All’apice della sua carriera di motociclista, agli inizi del 1967, 25enne, Agostini fece un test a Modena su una Ferrari Dino 206 S Berlinetta ufficiale insieme ad Andrea De Adamich e a Ignazio Giunti risultando il più veloce e ricevendo dal Drake una proposta di ingaggio per correre a tempo pieno con la Scuderia del Cavallino. C’è, ancora oggi, chi mette in dubbio la performance di Mino che, comunque, ringraziò il Commendatore ma restando nel motociclismo. Solo 12 anni più tardi, nel 1978, a 36 anni, Agostini si gettò nell’avventura delle 4 ruote in F2 (su Chevron) passando nel 1980 alla Formula Aurora (all’epoca la F1 di serie … B) su Williams. Tanto clamore mediatico, grandi sponsor tabaccai, un mucchio di soldi, ma risultati scialbi.

Lo ricordiamo in un primo test a Misano, davvero una pena, con Ago che guidava l’auto come la … moto. Poi, dopo una prima stagione da dimenticare, cominciò a girare “rotondo” ma era solo un ex della moto, qui un comprimario seguito solo dai suoi vecchi fan del periodo d’oro delle corse su 2 ruote.. A fine 1980, dopo tre stagioni non certo esaltanti, Ago appende definitivamente il casco al chiodo tornando negli autodromi nel 1982, come Team manager, prima Yamaha poi Cagiva, mietendo per 14 anni grandi successi.
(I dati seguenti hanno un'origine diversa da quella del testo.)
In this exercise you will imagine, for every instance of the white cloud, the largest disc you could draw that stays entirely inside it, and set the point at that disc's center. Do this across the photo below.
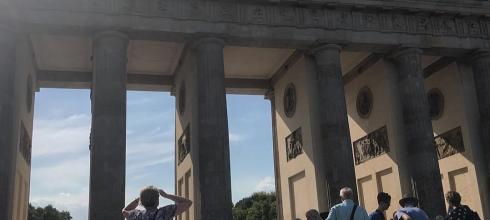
(76, 204)
(68, 135)
(236, 137)
(65, 174)
(267, 184)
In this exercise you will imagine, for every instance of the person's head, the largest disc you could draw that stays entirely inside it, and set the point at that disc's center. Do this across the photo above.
(149, 197)
(312, 214)
(324, 215)
(453, 198)
(346, 193)
(439, 217)
(384, 201)
(409, 201)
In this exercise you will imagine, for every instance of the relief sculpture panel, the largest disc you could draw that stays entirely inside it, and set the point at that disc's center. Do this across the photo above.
(184, 144)
(449, 143)
(357, 19)
(372, 145)
(294, 144)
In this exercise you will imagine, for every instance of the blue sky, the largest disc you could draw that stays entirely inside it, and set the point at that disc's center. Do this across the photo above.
(60, 164)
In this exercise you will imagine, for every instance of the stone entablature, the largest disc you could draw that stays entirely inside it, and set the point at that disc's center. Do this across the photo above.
(356, 19)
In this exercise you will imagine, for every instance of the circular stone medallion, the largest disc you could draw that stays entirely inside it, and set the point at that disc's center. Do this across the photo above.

Se Nuvolari fu l’inventore di tecniche di guida sopraffine quanto temerarie Agostini fu il primo a interpretare il ruolo di campione-immagine, a trasformare professionalmente l’attività del pilota, a dare un impulso al motociclismo quale sport dello show-business fuori dai confini degli appassionati. Le gesta eroiche e da epopea di Nuvolari, faranno sorridere Valentino Rossi il quale vede in quel che è accaduto ad Agostini un monito per considerare le quattro ruote solo un gioco, niente più. Come il rally-show di Monza. Appunto.